Rispetto alla confusione del giorno prima, non ha portato grandi novità il breve discorso di Berlusconi alla Camera, anzi a mezza Camera, dato che le opposizioni, con l’eccezione dei cinque deputati radicali, avevano scelto di non partecipare ai lavori per protestare contro le mancate dimissioni del governo. Il Cavaliere ha ribattuto che la mancata approvazione del rendiconto non è stato altro che un infortunio, spiacevole quanto si vuole (ed infatti s’è scusato dell’accaduto), ma al quale non intende dare soverchia importanza politica. Il governo ha chiesto la fiducia e la otterrà oggi grazie anche al fatto che la gran parte dei dissidenti del centrodestra ha confermato che la darà, salvo poi dire che si tratterà di una fiducia a tempo, in attesa di vedere se le loro richieste saranno accontentate. Confermata anche l’intenzione di andare avanti fino al 2013 con il programma di riforme già esposto inutilmente altre volte.

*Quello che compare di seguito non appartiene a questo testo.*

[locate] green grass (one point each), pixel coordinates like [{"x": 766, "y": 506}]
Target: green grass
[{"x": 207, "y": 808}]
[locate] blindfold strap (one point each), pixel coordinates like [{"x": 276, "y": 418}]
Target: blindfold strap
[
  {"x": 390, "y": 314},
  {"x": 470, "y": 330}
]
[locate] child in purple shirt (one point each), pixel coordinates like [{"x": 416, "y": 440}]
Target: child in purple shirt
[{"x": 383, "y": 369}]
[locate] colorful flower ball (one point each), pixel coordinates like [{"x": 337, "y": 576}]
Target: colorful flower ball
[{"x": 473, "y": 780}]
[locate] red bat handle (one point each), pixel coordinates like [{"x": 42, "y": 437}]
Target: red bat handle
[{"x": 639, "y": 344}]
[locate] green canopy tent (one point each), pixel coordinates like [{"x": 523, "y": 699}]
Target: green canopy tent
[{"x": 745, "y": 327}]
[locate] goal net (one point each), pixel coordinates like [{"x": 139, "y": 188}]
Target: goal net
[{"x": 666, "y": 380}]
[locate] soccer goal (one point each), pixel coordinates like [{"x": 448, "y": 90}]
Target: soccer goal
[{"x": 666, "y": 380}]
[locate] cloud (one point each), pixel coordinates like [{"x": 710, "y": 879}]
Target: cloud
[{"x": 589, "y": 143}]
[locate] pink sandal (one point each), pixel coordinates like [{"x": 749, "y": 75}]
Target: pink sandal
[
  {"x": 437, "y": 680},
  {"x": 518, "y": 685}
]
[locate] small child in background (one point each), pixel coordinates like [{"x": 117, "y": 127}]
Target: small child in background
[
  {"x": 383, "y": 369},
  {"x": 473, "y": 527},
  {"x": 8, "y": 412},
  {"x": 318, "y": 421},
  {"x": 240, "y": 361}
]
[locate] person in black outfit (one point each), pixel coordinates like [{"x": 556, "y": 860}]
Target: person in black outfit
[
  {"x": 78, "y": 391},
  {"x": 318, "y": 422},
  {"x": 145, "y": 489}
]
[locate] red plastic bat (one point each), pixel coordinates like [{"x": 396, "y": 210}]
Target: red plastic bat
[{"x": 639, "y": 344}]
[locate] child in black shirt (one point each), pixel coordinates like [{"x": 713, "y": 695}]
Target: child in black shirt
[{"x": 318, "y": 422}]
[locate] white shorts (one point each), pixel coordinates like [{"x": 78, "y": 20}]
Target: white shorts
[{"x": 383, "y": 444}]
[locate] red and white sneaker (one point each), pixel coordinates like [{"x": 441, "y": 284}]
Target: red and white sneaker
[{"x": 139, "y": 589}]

Mai come oggi tuttavia il quadro rassicurante fornito dal premier cozza con la realtà di una crisi economica insistente e di una crisi politica latente. Berlusconi ha parlato con al fianco Bossi che non la finiva di sbadigliare. Nel consiglio dei ministri che ha preceduto il dibattito alla Camera c’è stato un nuovo scontro tra i ministri Tremonti e Romani sulla destinazione dei fondi ricavati dall’asta delle frequenze per i telefonini di quarta generazione: non è certo un buon viatico per le trattative sul prossimo decreto sviluppo, di cui Romani, a dispetto di Tremonti, è stato incaricato direttamente dal premier. La Bce ha ribadito ieri che i paesi europei a rischio, tra cui l’Italia, di cui ha sottolineato l’andamento sofferto e il doppio declassamento subito dalle agenzie di rating, devono prepararsi all’ eventualità di manovre aggiuntive. La Borsa ha fermato la sua ripresa ed è tornata a scendere.

L’Aventino dell’opposizione s’è consumato a beneficio delle telecamere: e in effetti, le immagini dell’aula mezza vuota della Camera hanno fatto rapidamente il giro delle principali edizioni dei Tg. Ma i leader del centrosinistra e del Terzo polo sono rimasti in silenzio solo tra i muri di Montecitorio, affollandosi invece davanti alle telecamere per attaccare duramente Berlusconi e il centrodestra. La soluzione all’ incidente di martedì sarà trovata ripresentando, previo esame della Corte dei conti, il rendiconto al Senato, e solo successivamente alla Camera. Ma la situazione resta molto tesa e a rischio, e difficilmente i prossimi giorni porteranno un chiarimento.